Fecha de publicación: 23 de marzo de 2020

Nos hemos quedado sin nuestros padres y no nos hemos podido despedir de ellos. Muchos están en hospitales a los que no podemos ir. Tenemos a los enfermos en casa, esperando que el suyo sea un caso leve. El teléfono móvil se ha convertido en un instrumento de tormento. Como ha señalado el escritor José Ángel González Saiz, “hay ocasiones en las que en la vida de un país y de una persona la realidad, no guisada, no cocinada, irrumpe”. La realidad, la enfermedad o la muerte, el límite, la incapacidad para prever todo, estaba ahí pero no la mirábamos. Ahora ha irrumpido de forma estrepitosa. “Y, de pronto, nos hemos dado cuenta de toda la frivolidad ideológica y emocional en la que estábamos instalados”. Nos hemos dado cuenta de todo el tiempo que hemos perdido en riñas absurdas, en acentuar las diferencias. Nos hemos dado cuenta de que no se puede dar por descontado que haya una vida próspera, y segura. De pronto nos hemos dado cuenta de que hay gente que está dando su vida para que no haya más muertes. De pronto “la distancia entre los hechos y los relatos, entre los nombres de las cosas y las cosas de los nombres, se reduce al mínimo” (…) y “la realidad nos pilla desarmados y cautivos de los hábitos mentales más contraproducentes”. Y se hacen urgentes razones y afectos para encarar la muerte, para convivir con ella, para afrontar lo incontrolable, para que el miedo a lo imprevisto no nos paralice.

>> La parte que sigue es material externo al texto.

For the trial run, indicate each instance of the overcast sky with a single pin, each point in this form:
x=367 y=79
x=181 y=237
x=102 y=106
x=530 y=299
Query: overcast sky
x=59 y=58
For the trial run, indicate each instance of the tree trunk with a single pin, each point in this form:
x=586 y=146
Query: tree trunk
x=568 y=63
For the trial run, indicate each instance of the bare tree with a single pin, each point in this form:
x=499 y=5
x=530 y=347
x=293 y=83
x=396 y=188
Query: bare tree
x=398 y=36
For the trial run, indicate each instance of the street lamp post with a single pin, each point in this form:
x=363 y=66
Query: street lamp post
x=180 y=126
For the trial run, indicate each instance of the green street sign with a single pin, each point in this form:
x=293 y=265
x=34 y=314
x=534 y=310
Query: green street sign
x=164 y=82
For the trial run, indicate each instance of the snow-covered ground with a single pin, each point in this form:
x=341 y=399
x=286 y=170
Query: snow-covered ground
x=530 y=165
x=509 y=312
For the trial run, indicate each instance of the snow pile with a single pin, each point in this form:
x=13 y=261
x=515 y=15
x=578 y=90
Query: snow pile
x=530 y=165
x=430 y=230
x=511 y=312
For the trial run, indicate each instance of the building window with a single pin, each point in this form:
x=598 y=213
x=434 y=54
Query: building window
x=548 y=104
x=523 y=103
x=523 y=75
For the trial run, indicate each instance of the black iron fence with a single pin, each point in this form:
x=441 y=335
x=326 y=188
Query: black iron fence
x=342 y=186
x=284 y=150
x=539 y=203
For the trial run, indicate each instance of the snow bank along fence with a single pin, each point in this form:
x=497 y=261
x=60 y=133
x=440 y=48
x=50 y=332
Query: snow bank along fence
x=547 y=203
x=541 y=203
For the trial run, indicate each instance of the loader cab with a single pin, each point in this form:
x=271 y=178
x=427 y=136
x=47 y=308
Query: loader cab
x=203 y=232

Las nostalgias de otros tiempos juegan en contra y las proyecciones para cuando todo esto se acabe nos suenan a consuelos estúpidos. La realidad ha entrado sin permiso y queremos tener la seguridad de que somos más que la epidemia, que las incertidumbres que sufrimos, que las consecuencias de una crisis económica que va camino de paralizar toda actividad. Cuanto más exigentes se hacen los nuevos tiempos, más ridícula y desfasada nos parece la vida de hace un mes. Hace un mes era razonable elevar quejas porque no había de esto o de aquello, ahora sabemos que no hay mascarillas suficientes, sabemos que no hay respiradores. Hace un mes nos parecía normal que los políticos hicieran discursos ideológicos, que fueran triviales, que se dedicaran a ocupar espacios, nos parecía casi normal estar instalados en lo antepenúltimo, que hubiese una distancia abismal entre los hechos y los discursos. Y ya no soportamos a los que González Saiz, con expresión de Péguy, llama los “clérigos contra la realidad”. Por eso nos resulta tedioso e infantil que se busquen chivos expiatorios, que nos prediquen sobre las supuestas bondades de los modelos asiáticos en los que la falta de libertad es más eficaz para luchar contras las pandemias o sobre el final de Trump.

Ahora lo que necesitamos es hacer de “las tripas de la realidad corazón de inteligencia”. ¿Qué hay en las tripas de la realidad para hacer un corazón inteligente? Esta que señala el autor de ‘Ojos que no ven’ es una tarea muy urgente. Sin hacerla saldremos de la pandemia igual o peor. No sirve cualquier discurso, cuando no hemos podido enterrar a nuestros muertos, necesitamos saber (“corazón inteligente”) si en “las tripas de la realidad” hay algo más fuerte que su soledad y nuestro desamparo. Antes no hablábamos de estas cosas. Necesitamos saber dónde están los recursos para la reconstrucción necesaria, dónde la realidad es más positiva, más fuerte que la pandemia.

De las tripas de la realidad sale la inmensa energía, dedicación y gratuidad de los médicos y de las enfermeras. Los voluntarios que reparten comida, las empresas que ponen sus bienes a disposición del combate contra la enfermedad. Todas las tardes, a las ocho, aplaudimos a los sanitarios. Al aplaudir y mirarnos a la cara con aquellos que son nuestros compañeros de ascensor, con los que no habíamos hablado, nos descubrimos con una mirada nueva. De pronto descubrimos que estamos unidos en el deseo de un destino bueno para los que sufren, para los que combaten con la enfermedad. De pronto, descubrimos el valor de la educación.

Esas tripas de la realidad van desde lo micro hasta lo macro. Y aquí todavía la clase dirigente tiene que acabar de comprender la dimensión del reto. Del mismo modo que nos miramos de manera diferente desde las ventanas, hay que mirar de modo diferente la política económica. No sirven los viejos objetivos de déficit y de deuda. El BCE ha corregido y, por fin, ha aprobado un paquete de casi 900.000 millones para la compra de activos. Los países de la UE han movilizado 1,3 billones en avales de crédito. No es suficiente. No basta con una política monetaria expansiva, con líneas de crédito. Son necesarios los eurobonos. Es necesario poner dinero en los bolsillos de los ciudadanos.